Going against the grain is my default setting. Even when I do not need to be oppositional and defiant, I will be.
My decision to undergo intwaso (initiation) regardless of my somewhat oppositional Christian upbringing is consistent with my nature. I am certain that those who truly know me would have fully known that given the choice between colonial Christian practice and traditional African spirituality, I’d go the traditional African route.
Feminism(s) empowered me with the language to explain why my decisional and behavioral patterns tend to challenge or act in resistance to the norm. The norm, in accordance with my religious Apostolic/Adventist upbringing, would have been to pray the demons that are ancestors away.
Had I been a “good” and obedient Christian girl I don’t think I would’ve even made sense of my physiological symptoms and dreams along the axis of ingulo yesintu (the calling). I would never even have thought to be implicated by ingulo yesintu even though I was very clearly dreaming of myself as a sangoma wearing beads and imbola (red ochre). I probably would have consulted a Christian leader, explained my situation and undergone a process of deliverance... or whatever.
Facing ingulo yesintu was entirely a very conflicting experience because growing up under the institution that is church I adopted the doctrines of regulation into my day-to-day ife. Even in the absence of the gaze of institutional leaders I regulated myself as though I was being watched. God was watching! It became near instinctual that I would act in the Christian way and hold myself accountable using my faith. As one should!
It was even more conflicting when I decided to bite the bullet by following my instinct and acting on my dreams. At the time, my dreams were incredibly instructional – I would be told to incorporate certain candle combinations when I am praying for certain things. I was still being instructed to pray, which struck a nerve. Why was I still being told to pray, doesn’t this go against God?
Church and religious leaders made being a “good Christian” impossible if one was pursuing any form of traditional calling. Being a good Christian still mattered deeply and so I prayed. Relying once again on faith to keep me accountable. I felt I was failing – vehemently so!
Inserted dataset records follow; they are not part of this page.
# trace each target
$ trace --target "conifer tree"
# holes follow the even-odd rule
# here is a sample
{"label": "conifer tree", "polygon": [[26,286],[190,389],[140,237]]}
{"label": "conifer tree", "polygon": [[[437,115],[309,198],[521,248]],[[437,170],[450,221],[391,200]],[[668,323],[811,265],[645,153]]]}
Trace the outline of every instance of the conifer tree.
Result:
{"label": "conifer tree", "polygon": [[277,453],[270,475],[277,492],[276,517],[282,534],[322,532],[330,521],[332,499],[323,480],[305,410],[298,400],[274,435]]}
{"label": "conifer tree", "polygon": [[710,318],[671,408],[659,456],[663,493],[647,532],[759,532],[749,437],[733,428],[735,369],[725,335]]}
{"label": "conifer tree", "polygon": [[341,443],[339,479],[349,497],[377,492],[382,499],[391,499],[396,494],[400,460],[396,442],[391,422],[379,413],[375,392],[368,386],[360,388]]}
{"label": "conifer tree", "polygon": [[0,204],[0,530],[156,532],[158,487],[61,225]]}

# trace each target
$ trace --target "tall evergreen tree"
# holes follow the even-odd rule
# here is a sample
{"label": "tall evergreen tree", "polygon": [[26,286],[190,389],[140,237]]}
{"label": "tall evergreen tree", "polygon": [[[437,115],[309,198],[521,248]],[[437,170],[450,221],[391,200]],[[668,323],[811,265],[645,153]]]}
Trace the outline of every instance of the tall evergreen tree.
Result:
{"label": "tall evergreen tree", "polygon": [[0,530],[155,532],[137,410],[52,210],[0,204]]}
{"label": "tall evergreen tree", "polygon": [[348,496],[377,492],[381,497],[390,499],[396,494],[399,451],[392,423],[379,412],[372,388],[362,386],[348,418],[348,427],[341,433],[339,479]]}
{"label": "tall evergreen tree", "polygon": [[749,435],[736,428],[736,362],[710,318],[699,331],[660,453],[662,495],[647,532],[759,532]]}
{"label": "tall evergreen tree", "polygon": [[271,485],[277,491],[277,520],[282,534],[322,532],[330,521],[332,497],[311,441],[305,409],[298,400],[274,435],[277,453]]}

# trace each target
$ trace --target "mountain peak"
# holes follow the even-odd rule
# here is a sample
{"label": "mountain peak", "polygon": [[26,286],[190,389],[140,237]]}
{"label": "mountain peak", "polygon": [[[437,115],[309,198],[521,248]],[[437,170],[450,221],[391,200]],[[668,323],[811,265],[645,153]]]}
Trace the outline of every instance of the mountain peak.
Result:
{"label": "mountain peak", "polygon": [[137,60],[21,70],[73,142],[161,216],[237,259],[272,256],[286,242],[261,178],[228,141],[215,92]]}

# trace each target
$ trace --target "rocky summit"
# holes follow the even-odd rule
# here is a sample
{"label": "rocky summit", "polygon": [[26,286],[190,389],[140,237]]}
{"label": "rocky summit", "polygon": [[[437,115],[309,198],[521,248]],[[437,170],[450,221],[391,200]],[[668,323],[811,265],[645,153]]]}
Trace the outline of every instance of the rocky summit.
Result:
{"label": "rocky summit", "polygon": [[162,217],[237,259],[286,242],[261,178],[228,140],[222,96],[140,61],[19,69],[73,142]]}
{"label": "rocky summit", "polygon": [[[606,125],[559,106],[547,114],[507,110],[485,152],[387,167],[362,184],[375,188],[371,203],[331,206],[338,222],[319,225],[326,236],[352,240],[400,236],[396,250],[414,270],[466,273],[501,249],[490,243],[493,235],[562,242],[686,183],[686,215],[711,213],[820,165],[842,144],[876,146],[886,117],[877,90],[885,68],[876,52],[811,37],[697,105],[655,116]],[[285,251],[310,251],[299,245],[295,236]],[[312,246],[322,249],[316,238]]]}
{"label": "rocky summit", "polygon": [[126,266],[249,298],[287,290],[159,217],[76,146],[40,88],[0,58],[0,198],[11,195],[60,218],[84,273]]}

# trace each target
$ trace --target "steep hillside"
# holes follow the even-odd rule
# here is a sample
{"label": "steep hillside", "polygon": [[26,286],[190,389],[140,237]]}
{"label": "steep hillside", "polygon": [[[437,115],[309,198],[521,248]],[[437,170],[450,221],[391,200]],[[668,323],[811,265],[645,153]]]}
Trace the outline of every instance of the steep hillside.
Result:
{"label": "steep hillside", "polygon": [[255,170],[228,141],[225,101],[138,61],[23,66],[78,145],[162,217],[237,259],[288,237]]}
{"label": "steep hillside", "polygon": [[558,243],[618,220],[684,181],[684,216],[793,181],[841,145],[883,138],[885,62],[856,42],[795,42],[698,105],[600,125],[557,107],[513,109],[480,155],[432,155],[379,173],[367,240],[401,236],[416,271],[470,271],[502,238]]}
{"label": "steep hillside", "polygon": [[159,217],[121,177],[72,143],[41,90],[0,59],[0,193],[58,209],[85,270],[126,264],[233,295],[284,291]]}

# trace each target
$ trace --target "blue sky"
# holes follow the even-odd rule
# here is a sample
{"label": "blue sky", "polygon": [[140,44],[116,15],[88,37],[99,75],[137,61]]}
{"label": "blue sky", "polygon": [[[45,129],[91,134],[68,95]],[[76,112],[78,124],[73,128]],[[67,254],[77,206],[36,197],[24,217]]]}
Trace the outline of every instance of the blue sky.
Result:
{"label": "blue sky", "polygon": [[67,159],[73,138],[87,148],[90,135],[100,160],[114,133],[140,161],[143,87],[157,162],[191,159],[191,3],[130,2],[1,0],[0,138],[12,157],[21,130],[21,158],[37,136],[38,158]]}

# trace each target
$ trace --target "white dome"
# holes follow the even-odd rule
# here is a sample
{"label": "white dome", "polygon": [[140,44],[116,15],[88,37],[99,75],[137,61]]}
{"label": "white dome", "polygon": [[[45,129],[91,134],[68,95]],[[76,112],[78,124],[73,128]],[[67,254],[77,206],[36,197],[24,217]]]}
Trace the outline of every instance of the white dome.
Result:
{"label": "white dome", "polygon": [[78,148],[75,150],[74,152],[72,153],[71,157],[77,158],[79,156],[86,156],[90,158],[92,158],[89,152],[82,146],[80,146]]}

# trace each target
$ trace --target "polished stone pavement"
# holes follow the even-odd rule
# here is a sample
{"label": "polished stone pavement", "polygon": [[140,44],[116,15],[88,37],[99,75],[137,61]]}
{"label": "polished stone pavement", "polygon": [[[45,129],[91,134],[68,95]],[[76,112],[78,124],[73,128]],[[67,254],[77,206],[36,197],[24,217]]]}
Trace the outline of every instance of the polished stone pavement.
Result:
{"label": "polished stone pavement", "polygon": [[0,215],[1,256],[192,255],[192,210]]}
I soon realised that accountability to my faith wasn’t the problem. The institution that governs my faith, that is, church, its agendas and origins come into question for me. I existed in a Christian space that was denialist of rites of passage; imbeleko or any form of ceremony for the benefit of ancestors didn’t exist. Christianity and its insistence on divorcing one from one’s cultural and tribal identity became problematic for me. According to Christianity, my only salient identity was that of a devout Christian. This was my turning point.
I think many Christians who have contended with ingulo yesintu have faced similar conflicts and turning points. My aunt (uMaJama) had a similar experience to mine. She, however, was a lot deeper into Christianity than I ever was. I joked with her the other day about how ridiculously saved she was, that “you couldn’t even look at a person or hear them out when they talked about ancestors. Who would have thought this would be you now?” We laughed.
She too had similar symptoms as mine before ultimately making the decision to thwasa. She decided not to tell her immediate family for fear of ostracisation and being cast out. She told me in confidence and asked me to keep her in my prayers. I obliged.
I told her that she should feel free to contact me on anything that she is unsure of because the spiritual space can be scary and lonely. Fortunately for her, I have walked multiple spiritual journeys – enough to know a thing or two. My new role was to be her protector in prayer and to help.
She contacted me shortly after her first Gobongo in utter awe of how fantastic she felt and how she wished she could’ve listened to her ancestors ages ago. She said she felt lighter spiritually and as though she had finally reached the pinnacle that she needed. She acknowledged that she still had much journeying to complete but she was grateful.
In a recent conversation she said: “I wish I could help all Christians understand that there is nothing satanic or demonic about this, it’s just who we are as black people. We need to acknowledge our own origins and roots and stop only looking at the ancestors of white people offered to us by the bible. I really wish I I had known this sooner, Ziphozam.” She refers to me as Ziphozam as a term of endearment. She is convinced that I am multiple gifts to her.
I acknowledged her and jokingly said: “You don’t listen to your elders.” Which is true. The ancestors (the elders) told her what to do a long time ago and she ignored them. I (also a spiritual elder) also advised her to follow her calling. She had denied the existence of her calling – before ultimately accepting it.
She accepted the calling under sheer duress. As we all do!